There are also a number of different attack “types” that cybercriminals commonly use to take over accounts:
A single-stage attack is a social engineering email directing a user to complete a certain action. For example, an email may include a link that leads to a rogue website where the attacker is trying to capture login information. This is a fairly simple, one-step attack.
The more sophisticated variation on this type of attack is the multi-stage method. In this attack, we often see that instead of having a link in the email that goes to a suspicious website that could potentially be blocked by other security layers, attackers use a link in the email that goes to a highly trusted place like a Citrix share file or some other trusted site. If the user clicks the link, they’ve now stepped outside of any email security layers the institution might have in place. Most often these sites are SSL encrypted so this underscores the importance of having SSL inspection performed on your traffic to ensure links in emails do lead to legitimate, secure websites. The problem with this, however, is that it can be an increasingly difficult job for some financial institutions to implement and manage.

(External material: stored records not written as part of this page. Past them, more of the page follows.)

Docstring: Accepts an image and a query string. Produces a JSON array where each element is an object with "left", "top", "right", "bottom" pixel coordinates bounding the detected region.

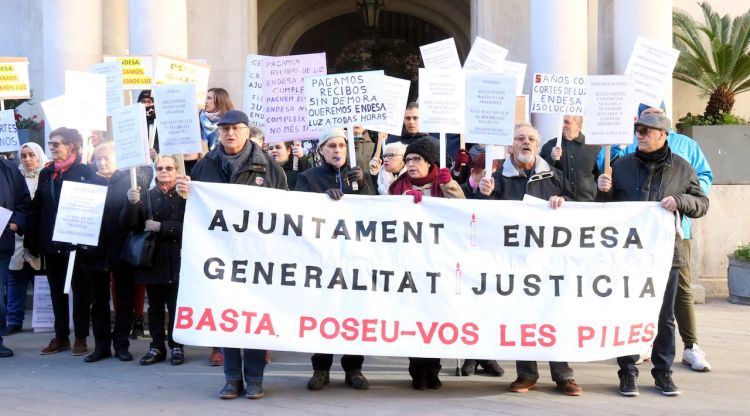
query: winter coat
[
  {"left": 295, "top": 162, "right": 375, "bottom": 195},
  {"left": 280, "top": 155, "right": 309, "bottom": 190},
  {"left": 597, "top": 148, "right": 708, "bottom": 267},
  {"left": 191, "top": 142, "right": 288, "bottom": 190},
  {"left": 475, "top": 156, "right": 573, "bottom": 201},
  {"left": 540, "top": 133, "right": 601, "bottom": 202},
  {"left": 1, "top": 158, "right": 31, "bottom": 258},
  {"left": 121, "top": 186, "right": 185, "bottom": 285}
]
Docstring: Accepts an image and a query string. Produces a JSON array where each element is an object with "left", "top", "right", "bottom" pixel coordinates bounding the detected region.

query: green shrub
[
  {"left": 735, "top": 242, "right": 750, "bottom": 261},
  {"left": 676, "top": 112, "right": 750, "bottom": 133}
]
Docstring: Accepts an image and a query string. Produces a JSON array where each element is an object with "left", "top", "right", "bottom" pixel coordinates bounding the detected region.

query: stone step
[{"left": 700, "top": 277, "right": 729, "bottom": 297}]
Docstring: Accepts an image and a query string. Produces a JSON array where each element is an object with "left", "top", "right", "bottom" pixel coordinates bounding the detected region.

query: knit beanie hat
[
  {"left": 405, "top": 137, "right": 438, "bottom": 166},
  {"left": 318, "top": 127, "right": 347, "bottom": 148},
  {"left": 137, "top": 90, "right": 153, "bottom": 103}
]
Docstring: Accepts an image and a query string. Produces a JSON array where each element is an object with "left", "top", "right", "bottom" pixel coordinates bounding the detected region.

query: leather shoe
[
  {"left": 209, "top": 349, "right": 224, "bottom": 366},
  {"left": 116, "top": 350, "right": 134, "bottom": 362},
  {"left": 219, "top": 381, "right": 243, "bottom": 399},
  {"left": 140, "top": 348, "right": 165, "bottom": 365},
  {"left": 84, "top": 349, "right": 112, "bottom": 363},
  {"left": 4, "top": 325, "right": 22, "bottom": 335},
  {"left": 0, "top": 344, "right": 13, "bottom": 358},
  {"left": 171, "top": 347, "right": 184, "bottom": 365},
  {"left": 245, "top": 382, "right": 265, "bottom": 399}
]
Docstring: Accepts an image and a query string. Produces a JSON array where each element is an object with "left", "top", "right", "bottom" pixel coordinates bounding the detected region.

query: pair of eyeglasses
[
  {"left": 513, "top": 135, "right": 537, "bottom": 143},
  {"left": 156, "top": 166, "right": 175, "bottom": 172},
  {"left": 634, "top": 126, "right": 653, "bottom": 135},
  {"left": 47, "top": 141, "right": 68, "bottom": 149},
  {"left": 405, "top": 155, "right": 424, "bottom": 164},
  {"left": 220, "top": 125, "right": 249, "bottom": 133},
  {"left": 383, "top": 153, "right": 401, "bottom": 160}
]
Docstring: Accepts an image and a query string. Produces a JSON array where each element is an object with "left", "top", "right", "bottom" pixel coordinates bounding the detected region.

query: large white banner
[{"left": 174, "top": 183, "right": 676, "bottom": 362}]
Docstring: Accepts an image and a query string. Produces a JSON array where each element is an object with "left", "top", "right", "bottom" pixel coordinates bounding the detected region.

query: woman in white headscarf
[{"left": 5, "top": 142, "right": 48, "bottom": 334}]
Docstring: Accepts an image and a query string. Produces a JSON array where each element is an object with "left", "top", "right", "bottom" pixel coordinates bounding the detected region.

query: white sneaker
[{"left": 682, "top": 343, "right": 712, "bottom": 372}]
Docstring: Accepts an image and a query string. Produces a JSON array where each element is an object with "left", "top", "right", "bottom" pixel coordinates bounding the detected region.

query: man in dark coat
[
  {"left": 597, "top": 112, "right": 709, "bottom": 397},
  {"left": 477, "top": 121, "right": 582, "bottom": 396},
  {"left": 0, "top": 156, "right": 31, "bottom": 357},
  {"left": 177, "top": 110, "right": 288, "bottom": 400}
]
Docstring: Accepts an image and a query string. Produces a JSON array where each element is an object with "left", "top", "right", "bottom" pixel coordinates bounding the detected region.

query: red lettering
[
  {"left": 381, "top": 320, "right": 399, "bottom": 343},
  {"left": 499, "top": 324, "right": 516, "bottom": 346},
  {"left": 299, "top": 316, "right": 317, "bottom": 337},
  {"left": 175, "top": 307, "right": 193, "bottom": 329},
  {"left": 600, "top": 325, "right": 607, "bottom": 347},
  {"left": 577, "top": 326, "right": 594, "bottom": 348},
  {"left": 538, "top": 324, "right": 556, "bottom": 347},
  {"left": 628, "top": 323, "right": 642, "bottom": 344},
  {"left": 361, "top": 319, "right": 377, "bottom": 342},
  {"left": 255, "top": 313, "right": 276, "bottom": 335},
  {"left": 520, "top": 324, "right": 536, "bottom": 347},
  {"left": 416, "top": 322, "right": 438, "bottom": 343},
  {"left": 461, "top": 323, "right": 479, "bottom": 345},
  {"left": 341, "top": 318, "right": 359, "bottom": 341},
  {"left": 241, "top": 311, "right": 257, "bottom": 333},
  {"left": 613, "top": 326, "right": 625, "bottom": 346},
  {"left": 196, "top": 308, "right": 216, "bottom": 331},
  {"left": 642, "top": 323, "right": 655, "bottom": 342},
  {"left": 320, "top": 317, "right": 340, "bottom": 339},
  {"left": 438, "top": 323, "right": 459, "bottom": 344},
  {"left": 220, "top": 309, "right": 238, "bottom": 332}
]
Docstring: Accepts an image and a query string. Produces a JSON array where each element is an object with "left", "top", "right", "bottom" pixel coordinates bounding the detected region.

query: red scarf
[
  {"left": 52, "top": 153, "right": 77, "bottom": 180},
  {"left": 388, "top": 164, "right": 444, "bottom": 197}
]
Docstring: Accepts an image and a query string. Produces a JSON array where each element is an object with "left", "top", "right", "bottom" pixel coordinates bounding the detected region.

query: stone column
[
  {"left": 529, "top": 0, "right": 588, "bottom": 144},
  {"left": 42, "top": 0, "right": 104, "bottom": 99},
  {"left": 104, "top": 0, "right": 129, "bottom": 55},
  {"left": 129, "top": 0, "right": 188, "bottom": 58}
]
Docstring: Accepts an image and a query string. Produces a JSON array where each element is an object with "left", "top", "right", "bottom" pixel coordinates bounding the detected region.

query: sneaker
[
  {"left": 461, "top": 359, "right": 478, "bottom": 376},
  {"left": 345, "top": 370, "right": 370, "bottom": 390},
  {"left": 171, "top": 347, "right": 185, "bottom": 365},
  {"left": 654, "top": 373, "right": 681, "bottom": 396},
  {"left": 556, "top": 379, "right": 583, "bottom": 396},
  {"left": 40, "top": 337, "right": 70, "bottom": 355},
  {"left": 307, "top": 370, "right": 330, "bottom": 390},
  {"left": 479, "top": 360, "right": 504, "bottom": 377},
  {"left": 71, "top": 337, "right": 88, "bottom": 356},
  {"left": 682, "top": 343, "right": 711, "bottom": 372},
  {"left": 219, "top": 381, "right": 243, "bottom": 399},
  {"left": 245, "top": 381, "right": 265, "bottom": 399},
  {"left": 619, "top": 372, "right": 639, "bottom": 397},
  {"left": 509, "top": 377, "right": 537, "bottom": 393},
  {"left": 209, "top": 349, "right": 224, "bottom": 366},
  {"left": 0, "top": 344, "right": 13, "bottom": 358}
]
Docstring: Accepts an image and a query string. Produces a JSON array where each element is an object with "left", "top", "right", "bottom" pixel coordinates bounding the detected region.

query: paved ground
[{"left": 1, "top": 296, "right": 748, "bottom": 416}]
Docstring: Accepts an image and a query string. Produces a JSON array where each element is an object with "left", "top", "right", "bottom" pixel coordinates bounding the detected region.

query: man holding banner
[
  {"left": 176, "top": 109, "right": 287, "bottom": 400},
  {"left": 478, "top": 121, "right": 582, "bottom": 396},
  {"left": 597, "top": 112, "right": 708, "bottom": 396}
]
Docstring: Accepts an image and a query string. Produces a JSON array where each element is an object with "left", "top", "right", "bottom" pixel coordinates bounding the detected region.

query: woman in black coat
[{"left": 122, "top": 155, "right": 186, "bottom": 365}]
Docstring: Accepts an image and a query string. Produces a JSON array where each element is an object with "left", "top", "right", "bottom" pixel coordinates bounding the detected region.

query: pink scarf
[{"left": 52, "top": 153, "right": 77, "bottom": 179}]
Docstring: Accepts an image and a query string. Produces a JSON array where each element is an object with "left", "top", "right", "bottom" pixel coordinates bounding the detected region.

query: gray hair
[{"left": 383, "top": 141, "right": 407, "bottom": 156}]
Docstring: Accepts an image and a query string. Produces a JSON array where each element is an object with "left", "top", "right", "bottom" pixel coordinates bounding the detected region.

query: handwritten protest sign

How Can Financial Institutions Defend Against These Threats?
The first line of defense against business email compromise is to stop the user from being exposed in the first place, and the single most effective measure financial institutions can implement is user training. It’s important for financial institutions to regularly conduct penetration testing and use security awareness training to educate their employees. Over the years, we’ve seen a distinct correlation between the frequency of user security awareness training and the success rate of phishing attacks. Some institutions leverage self-testing tools such as KnowBe4, but there are many other services that financial institutions can use to test their employees.
The second line of defense is to stop the user from causing damage. To mitigate the threat, financial institutions can use a variety of effective tools, including:
- Email Filtering – a tool that filters out suspicious emails to ensure no spam, malicious content, or sensitive data makes it out of the institution unauthorized.
- DNS Filtering – is the process of using the Domain Name System lookup to find the IP address of a website to block malicious websites and filter out harmful or inappropriate content.
- URL Rewrite – if an email has a link, the system rewrites the destination of the link to go to a security company first before the real session is connected.
- Multifactor Authentication – this tool requires more than one method of authentication to verify a user’s identity for a login or other transaction. The methods include something you know (pin); something you have (phone) and/or something you are (biometrics).
These are just a few of the tools that can help strengthen your institution’s security posture and ensure users do not fall victim to malicious attacks. However, if they do, it is critical to have a plan to respond.
The last line of defense is to stop the expansion of damages if a threat has occurred. In this case, financial institutions must conduct an investigation into the cyberattack and have thorough logs of their mail system to understand exactly what occurred; how far it has spread; and determine the next steps. Community banks and credit unions should have an incident response plan in place and perform regular tabletop testing to confirm the plan works and will be useful when a real attack occurs.